Un escenario espartano, austero, casi desnudo. No se necesita
nada más que una piscina central y el notable juego de iluminación para
desarrollar esta tragicomedia que sumerge al espectador en el espinoso y
desgarrado paisaje del Alzheimer. El texto, de los dramaturgos extremeños Virginia
Campón y Pedro Luis López Bellot, es una suerte de patchwork narrativo donde los diferentes tejidos
humanos se van uniendo hasta crear una realidad empática y dolorosa. Pero al
mismo tiempo destila ternura y cercanía.
Con el disfraz del realismo mágico transita por territorios
ignotos, pero cotidianos. Aterradores, pero reales. Nuqui Fernández y Esteban
G. Ballesteros nos adentran en ese lugar donde la ausencia de uno mismo es la
que marca el sendero. Donde la otredad se nos presenta en minimalista espacio,
donde la herida del desgarro anímico intenta ser sanada con el bálsamo del amor
(y el humor). El juego corporal posee un peso específico importante para
entrever los instantes de ausencia, los retornos deseados y esperanzadores, el
abatimiento y el cansancio del desgarro que no cesa. Incluso con algún
divertidísimo sketch, homenaje al clown y al cine mudo, como el instante de la
comida.
Acercarse a una íntima tragedia como es la del Alzheimer no es
fácil tarea. El equilibrio entre el desgarro y la esperanza, entre el abismo y
los destellos de luz requería un juego teatral y verbal que; autores y actores;
consiguen con medida (y meditada) eficacia. Las interpretaciones son
sobresalientes. Esa existencia humana a retazos es hilada en la urdimbre
dramática con fluidez y en progresivo
modo. Los humanos afectos, la delicadeza de la hija reconstruyendo el puzle de
la vida de su padre, los instantes de oscuridad desesperantes, el oscuror del futuro
y el triunfo del instante habitado.
Hay querencia por la improvisación, sin que ello reste densidad al
arco dramático. Aparente ligereza en la comicidad, casi surrealista, pero
poblada de matices densos y contundentes. Como cargas de profundidad.
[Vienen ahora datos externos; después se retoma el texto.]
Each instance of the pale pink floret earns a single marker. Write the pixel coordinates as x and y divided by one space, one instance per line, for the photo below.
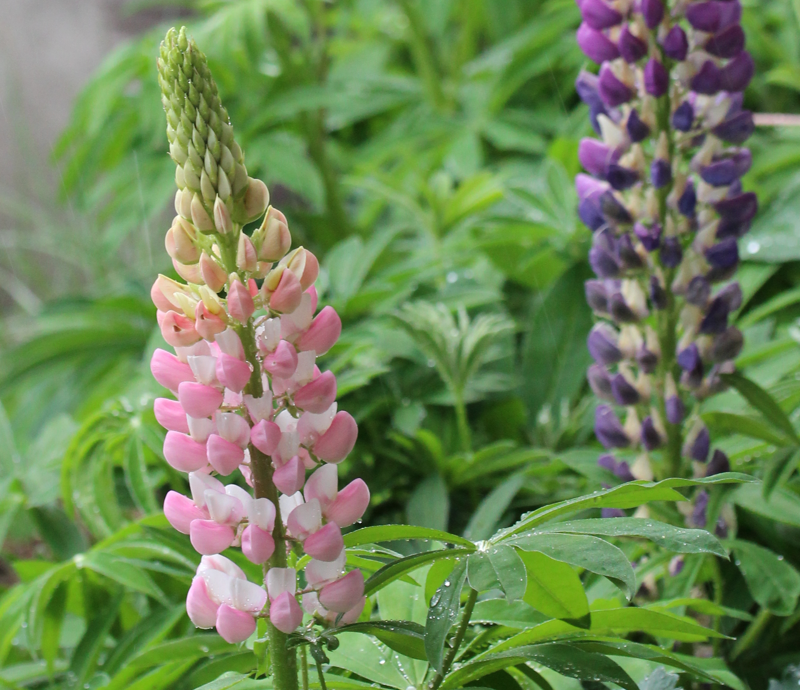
323 333
183 453
170 415
169 371
223 455
198 399
318 395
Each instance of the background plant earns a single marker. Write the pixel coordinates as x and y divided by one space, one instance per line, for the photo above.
450 133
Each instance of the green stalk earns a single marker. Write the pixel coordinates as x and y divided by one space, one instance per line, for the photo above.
457 640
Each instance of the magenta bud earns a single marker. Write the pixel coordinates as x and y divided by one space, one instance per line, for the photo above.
199 400
223 455
323 332
325 544
596 45
180 511
290 477
183 453
209 537
287 295
266 436
350 504
656 78
234 626
337 442
612 90
285 613
201 609
318 395
170 415
240 302
344 594
232 373
169 371
283 362
257 544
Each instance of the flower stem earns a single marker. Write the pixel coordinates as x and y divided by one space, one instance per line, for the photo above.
457 640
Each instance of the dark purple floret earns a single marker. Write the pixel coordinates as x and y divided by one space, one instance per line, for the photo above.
683 117
653 12
621 178
675 44
736 75
727 346
637 130
596 295
708 80
688 201
676 410
660 173
602 344
689 358
608 428
631 47
651 439
671 253
727 43
719 463
658 296
716 319
613 91
649 237
656 78
599 15
623 391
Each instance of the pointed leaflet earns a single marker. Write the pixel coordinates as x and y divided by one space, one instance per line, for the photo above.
443 613
555 589
498 568
591 553
667 536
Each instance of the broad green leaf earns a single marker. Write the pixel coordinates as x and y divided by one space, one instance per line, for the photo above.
630 495
429 505
667 536
381 533
497 568
763 402
555 589
395 569
484 520
443 613
773 582
584 551
565 659
404 637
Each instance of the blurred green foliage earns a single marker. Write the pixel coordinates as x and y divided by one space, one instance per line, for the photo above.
425 150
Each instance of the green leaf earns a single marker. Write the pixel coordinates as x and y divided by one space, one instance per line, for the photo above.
555 589
404 637
773 582
584 551
666 536
429 504
443 613
564 659
381 533
484 520
498 568
630 495
727 424
395 569
763 402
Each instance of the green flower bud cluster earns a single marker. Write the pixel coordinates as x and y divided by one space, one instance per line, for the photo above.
209 162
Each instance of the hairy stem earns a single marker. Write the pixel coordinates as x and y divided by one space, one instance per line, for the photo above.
457 640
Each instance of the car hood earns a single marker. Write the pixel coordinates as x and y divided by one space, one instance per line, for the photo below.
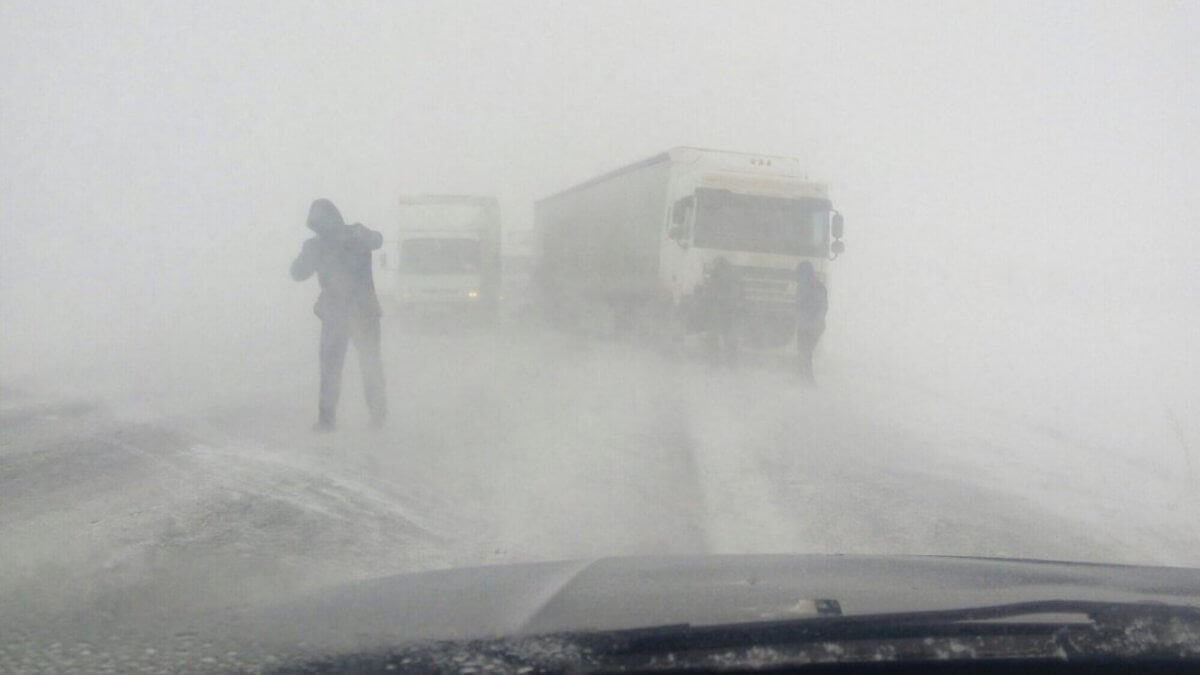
639 592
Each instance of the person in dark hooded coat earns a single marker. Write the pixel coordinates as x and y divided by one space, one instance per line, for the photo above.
811 305
721 298
340 256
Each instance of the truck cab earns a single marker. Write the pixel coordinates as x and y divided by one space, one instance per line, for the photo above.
443 255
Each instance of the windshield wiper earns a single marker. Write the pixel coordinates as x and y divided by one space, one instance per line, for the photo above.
1077 627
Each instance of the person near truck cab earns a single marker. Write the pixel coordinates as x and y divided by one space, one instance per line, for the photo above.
340 256
811 305
720 303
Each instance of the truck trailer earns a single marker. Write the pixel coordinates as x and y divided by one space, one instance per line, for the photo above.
443 255
629 250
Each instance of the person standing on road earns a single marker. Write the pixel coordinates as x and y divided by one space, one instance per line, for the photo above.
720 303
348 309
811 305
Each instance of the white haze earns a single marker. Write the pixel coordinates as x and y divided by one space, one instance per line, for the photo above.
1018 183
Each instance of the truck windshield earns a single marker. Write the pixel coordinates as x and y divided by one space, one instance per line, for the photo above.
760 223
439 256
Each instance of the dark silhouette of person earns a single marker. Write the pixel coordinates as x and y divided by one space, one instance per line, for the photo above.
348 309
721 298
811 305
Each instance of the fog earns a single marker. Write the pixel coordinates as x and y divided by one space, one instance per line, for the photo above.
1017 179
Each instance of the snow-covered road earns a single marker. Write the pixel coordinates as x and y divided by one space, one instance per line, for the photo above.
522 444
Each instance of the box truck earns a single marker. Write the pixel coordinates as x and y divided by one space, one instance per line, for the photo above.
443 255
629 250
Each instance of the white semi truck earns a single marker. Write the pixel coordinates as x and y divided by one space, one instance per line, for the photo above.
443 255
630 249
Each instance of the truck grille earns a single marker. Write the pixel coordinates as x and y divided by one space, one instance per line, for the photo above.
768 287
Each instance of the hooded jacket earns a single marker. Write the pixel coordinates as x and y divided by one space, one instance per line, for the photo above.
340 256
811 300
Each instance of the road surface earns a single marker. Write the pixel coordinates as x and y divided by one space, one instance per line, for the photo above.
514 444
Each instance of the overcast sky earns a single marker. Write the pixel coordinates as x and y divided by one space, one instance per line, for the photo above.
982 151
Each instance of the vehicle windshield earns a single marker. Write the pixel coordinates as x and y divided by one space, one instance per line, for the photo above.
761 223
439 256
438 304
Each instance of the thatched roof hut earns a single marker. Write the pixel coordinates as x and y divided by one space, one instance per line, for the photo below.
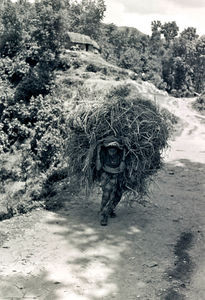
83 42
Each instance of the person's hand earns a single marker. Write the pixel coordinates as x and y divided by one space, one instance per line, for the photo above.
122 166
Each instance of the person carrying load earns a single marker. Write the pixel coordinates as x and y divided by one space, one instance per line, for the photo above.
110 163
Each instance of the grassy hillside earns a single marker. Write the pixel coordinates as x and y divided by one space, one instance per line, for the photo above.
32 178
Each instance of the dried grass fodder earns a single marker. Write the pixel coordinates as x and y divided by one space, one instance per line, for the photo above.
136 122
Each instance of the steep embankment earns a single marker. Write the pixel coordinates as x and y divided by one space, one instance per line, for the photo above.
153 252
147 253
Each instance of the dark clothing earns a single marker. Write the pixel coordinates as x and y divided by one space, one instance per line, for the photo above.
112 192
111 180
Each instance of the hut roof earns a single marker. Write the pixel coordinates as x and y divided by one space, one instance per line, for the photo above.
82 39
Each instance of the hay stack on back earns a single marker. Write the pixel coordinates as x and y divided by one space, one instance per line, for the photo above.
136 122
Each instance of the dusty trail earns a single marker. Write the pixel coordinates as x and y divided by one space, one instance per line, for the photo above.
152 252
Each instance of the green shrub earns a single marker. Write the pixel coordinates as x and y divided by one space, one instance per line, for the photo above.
199 104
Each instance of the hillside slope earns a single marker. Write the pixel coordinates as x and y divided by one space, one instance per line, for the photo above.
148 253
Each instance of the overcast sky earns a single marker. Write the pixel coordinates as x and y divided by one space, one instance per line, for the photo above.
140 13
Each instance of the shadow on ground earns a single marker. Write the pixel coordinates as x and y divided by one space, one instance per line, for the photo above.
129 258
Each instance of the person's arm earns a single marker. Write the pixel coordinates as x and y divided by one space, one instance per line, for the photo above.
122 164
98 162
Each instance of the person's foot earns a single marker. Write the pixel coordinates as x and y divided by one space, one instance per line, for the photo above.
113 214
103 220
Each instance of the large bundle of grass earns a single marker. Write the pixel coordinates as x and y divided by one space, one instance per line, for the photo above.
136 122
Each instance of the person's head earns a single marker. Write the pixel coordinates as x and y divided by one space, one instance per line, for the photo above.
112 151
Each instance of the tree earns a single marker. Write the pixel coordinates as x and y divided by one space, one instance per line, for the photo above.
189 34
170 31
11 30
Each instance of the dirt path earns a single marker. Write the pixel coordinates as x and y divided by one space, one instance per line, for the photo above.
152 252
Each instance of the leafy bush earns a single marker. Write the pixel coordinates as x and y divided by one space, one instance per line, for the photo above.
199 104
El Balneario es una paleta
cromática donde desfilan el dolor y la esperanza a partes iguales. Un grito
desgarrador (desde la entraña) para denunciar el abandono de las Instituciones,
más ocupadas en vomitar dinero sobre absurdos ideológicos, que de asistir al
ciudadano. Una pincelada de humana justicia que dibuja la frase «¿Quien cuida
al cuidador?» Será difícil olvidar a este padre y esa hija que remontan el río
de la vida a tramos, nadando contra corriente. Destilando a pequeños, sorbos
con el disfraz de la humorada, pero con el conocimiento pleno de la lacerante
realidad a que tienen que enfrentarse cada día.
La puesta es escena se apoya fundamentalmente en el
aprovechamiento de la parca geografía por parte de los actores, su dominio del
gesto, la apuesta por la cuarta pared, los agridulces diálogos señeros y el
juego de luminotecnia (Dysound), que enriquece las pulsiones dramáticas y
vitales de los personajes. Sin olvidar la utilización de videomaping (Nuria
Prieto) para proyectar frases, fotografías o necesarias reflexiones que agiliza
y dinamiza el contexto. La voz en off también juega un papel narrativo en los timbres de Nuqui Fernández y Olga Ayuso en medio de las metafóricas luces
azuladas o de parca grisura.
El público regaló un larguísimo aplauso, no exento de
comprensiva emoción a flor de piel en algunos casos, trascendiendo lo sucedido
sobre las tablas en humana transferencia.
El Balneario es una de esas
propuestas narrativas que te acompañan después de que el telón haya bajado. Que
se impregnan en el ánima como un tatuaje doloroso, pero esperanzador. La fuerza del amor y la resilencia del ser
humano frente a la negación de nosotros mismos a que nos condena el Alzheimer.